Las redes sociales esta semana han insistido en recordarnos el Día del Niño y sus significados, en el habitual contraste de realidades: por una parte, se nos avisa del inveterado problema de desnutrición de los infantes depauperados de nuestro país, como problema que requiere urgente intervención del flamante gobierno. Por otro lado, lo más fácil es rendirse al carácter celebratorio para ‘enfiestar’ a los niños de la casa. En una dimensión más lírica, se habla del niño interior que todos tenemos.

Cabe pensar en cuánto se ha cambiado en el lapso de un par de siglos en la comprensión de la infancia. De no ser tomada en cuenta más que como edad pretrabajo o preguerra –las mujeres siempre contaron menos– pasó a ser cabalmente entendida como la etapa en la cual se ‘cuece’ la personalidad humana. El poeta alemán Rilke con aquello de que “la infancia es la patria del hombre” dio un campanazo a velar por unos años que tienen unas características únicas que llaman a construcción, educación, formación, porque de ella se yergue todo lo que somos.

Cada uno puede valorar qué clase de infancia tuvo a base de recuerdos porque he allí una paradoja: esa edad se vive más para recordarla que para apreciarla directamente porque la conciencia está formándose, y el tal ‘sentido de la razón’ llega luego de que hemos sido pajarillos de inmediatez entre curiosidades y juegos.

Eso sí aprehendiendo como esponjas, hacia adentro, las savias de la vida. Y cuando las experiencias han sido malas y los desafectos han lastimado, la sanidad mental recomendó olvidar, cerrar heridas que los mayores nos hicieron.

Isabel Allende negó con rotundidad que la infancia feliz sea cierta.
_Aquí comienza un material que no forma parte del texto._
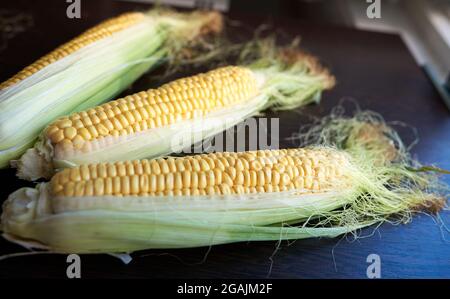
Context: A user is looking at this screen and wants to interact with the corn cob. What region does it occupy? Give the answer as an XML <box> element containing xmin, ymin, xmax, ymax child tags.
<box><xmin>50</xmin><ymin>149</ymin><xmax>349</xmax><ymax>202</ymax></box>
<box><xmin>1</xmin><ymin>112</ymin><xmax>445</xmax><ymax>253</ymax></box>
<box><xmin>0</xmin><ymin>11</ymin><xmax>220</xmax><ymax>167</ymax></box>
<box><xmin>15</xmin><ymin>49</ymin><xmax>333</xmax><ymax>180</ymax></box>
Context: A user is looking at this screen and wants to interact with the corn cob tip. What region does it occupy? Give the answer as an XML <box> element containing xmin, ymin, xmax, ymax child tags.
<box><xmin>11</xmin><ymin>148</ymin><xmax>54</xmax><ymax>181</ymax></box>
<box><xmin>279</xmin><ymin>47</ymin><xmax>336</xmax><ymax>89</ymax></box>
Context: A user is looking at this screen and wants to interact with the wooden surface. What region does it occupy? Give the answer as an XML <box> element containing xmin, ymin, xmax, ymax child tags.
<box><xmin>0</xmin><ymin>1</ymin><xmax>450</xmax><ymax>278</ymax></box>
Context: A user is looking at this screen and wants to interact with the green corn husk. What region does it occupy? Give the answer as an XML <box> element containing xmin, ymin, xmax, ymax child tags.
<box><xmin>1</xmin><ymin>109</ymin><xmax>448</xmax><ymax>253</ymax></box>
<box><xmin>13</xmin><ymin>39</ymin><xmax>335</xmax><ymax>180</ymax></box>
<box><xmin>0</xmin><ymin>10</ymin><xmax>221</xmax><ymax>168</ymax></box>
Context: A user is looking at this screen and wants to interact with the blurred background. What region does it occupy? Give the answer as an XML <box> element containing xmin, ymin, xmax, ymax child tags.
<box><xmin>0</xmin><ymin>0</ymin><xmax>450</xmax><ymax>107</ymax></box>
<box><xmin>125</xmin><ymin>0</ymin><xmax>450</xmax><ymax>106</ymax></box>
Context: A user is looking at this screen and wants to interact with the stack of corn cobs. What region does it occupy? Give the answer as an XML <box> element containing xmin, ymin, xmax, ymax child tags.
<box><xmin>0</xmin><ymin>10</ymin><xmax>445</xmax><ymax>253</ymax></box>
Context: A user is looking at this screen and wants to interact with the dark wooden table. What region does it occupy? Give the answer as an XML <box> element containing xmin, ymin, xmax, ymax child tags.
<box><xmin>0</xmin><ymin>1</ymin><xmax>450</xmax><ymax>278</ymax></box>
Si tenemos suerte nacemos en un hogar acogedor, con padres atentos y cariñosos, responsables de que sus actos de amor –o simple sexualidad– engendran vidas. Esas vidas pueden recibirse como un don de Dios para los creyentes, o como meros accidentes biológicos con los que hay que cargar, simplemente porque así son las cosas de la naturaleza. Cuando los hijos son el resultado de una sexualidad impuesta sobre el cuerpo de la mujer y que puede provenir del mismo cónyuge o del delincuente que asalta o del pariente que abusa, el engendramiento es una función corporal a contravía de las decisiones y afectos de una mujer. Demasiadas películas han mostrado que el bebé en el primer abrazo conquista a su madre. Eso es lo que quiere creer el lado tradicional de la sociedad.
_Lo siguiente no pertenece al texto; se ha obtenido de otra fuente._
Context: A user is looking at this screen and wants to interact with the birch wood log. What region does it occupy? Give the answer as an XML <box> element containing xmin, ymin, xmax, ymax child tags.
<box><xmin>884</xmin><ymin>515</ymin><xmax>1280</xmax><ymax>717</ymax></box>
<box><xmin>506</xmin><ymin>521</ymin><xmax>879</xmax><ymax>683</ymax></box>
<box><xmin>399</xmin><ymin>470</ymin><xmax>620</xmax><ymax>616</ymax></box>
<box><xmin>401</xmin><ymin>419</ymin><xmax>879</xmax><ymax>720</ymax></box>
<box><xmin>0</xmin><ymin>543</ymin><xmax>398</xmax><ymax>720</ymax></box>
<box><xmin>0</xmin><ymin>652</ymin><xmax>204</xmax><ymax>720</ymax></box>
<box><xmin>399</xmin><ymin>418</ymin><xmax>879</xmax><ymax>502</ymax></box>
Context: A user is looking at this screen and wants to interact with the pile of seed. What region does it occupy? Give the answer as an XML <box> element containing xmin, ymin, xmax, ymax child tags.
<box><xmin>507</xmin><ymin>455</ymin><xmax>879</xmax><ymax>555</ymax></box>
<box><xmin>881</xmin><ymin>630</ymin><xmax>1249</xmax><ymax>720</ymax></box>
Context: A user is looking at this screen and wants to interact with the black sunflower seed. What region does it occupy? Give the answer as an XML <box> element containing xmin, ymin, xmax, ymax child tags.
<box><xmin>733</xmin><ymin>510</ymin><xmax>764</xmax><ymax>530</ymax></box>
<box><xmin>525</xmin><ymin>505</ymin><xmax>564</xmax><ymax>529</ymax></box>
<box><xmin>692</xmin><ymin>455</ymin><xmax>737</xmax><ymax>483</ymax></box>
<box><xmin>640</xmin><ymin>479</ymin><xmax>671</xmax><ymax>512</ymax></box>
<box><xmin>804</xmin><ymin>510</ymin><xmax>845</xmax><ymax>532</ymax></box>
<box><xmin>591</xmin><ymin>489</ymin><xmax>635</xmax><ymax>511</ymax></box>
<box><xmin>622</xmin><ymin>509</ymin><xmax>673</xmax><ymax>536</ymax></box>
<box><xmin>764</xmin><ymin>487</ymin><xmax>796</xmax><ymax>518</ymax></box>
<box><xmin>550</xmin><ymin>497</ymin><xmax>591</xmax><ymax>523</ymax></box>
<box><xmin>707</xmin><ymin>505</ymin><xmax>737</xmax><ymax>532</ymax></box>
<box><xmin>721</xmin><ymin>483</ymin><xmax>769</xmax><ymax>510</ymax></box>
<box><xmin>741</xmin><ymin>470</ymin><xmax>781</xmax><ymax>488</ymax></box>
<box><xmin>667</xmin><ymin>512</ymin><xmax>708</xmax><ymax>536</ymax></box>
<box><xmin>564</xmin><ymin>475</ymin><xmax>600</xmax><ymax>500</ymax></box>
Una infancia que empieza así, sin el acogimiento inicial, sin los infinitos detalles del auténtico maternar que tienen que provenir de padre y madre, no puede ser feliz. Y si no hay atención, juego, habla directa al niño, relato fantasioso poblado de seres imaginarios acompañantes, orden y atinada disciplina que ponga límites entre lo que se quiere y lo que se debe, los pasos tempranos serán zigzagueantes o torcidos. Todos percibimos que nuestros padres se equivocaron alguna vez en tal o cual rasgo, conducta o valor que nos impusieron. La autoridad paterna al principio es total, luego, con fortuna, deliberante, hasta dialogante. Pero el sufrimiento infantil no nos lo ahorra nadie. Existe. Tiene puesto, lastimosamente, más de lo deseable. Los niños abandonados, maltratados, abusados son una realidad innegable, para vergüenza de una comunidad. (O)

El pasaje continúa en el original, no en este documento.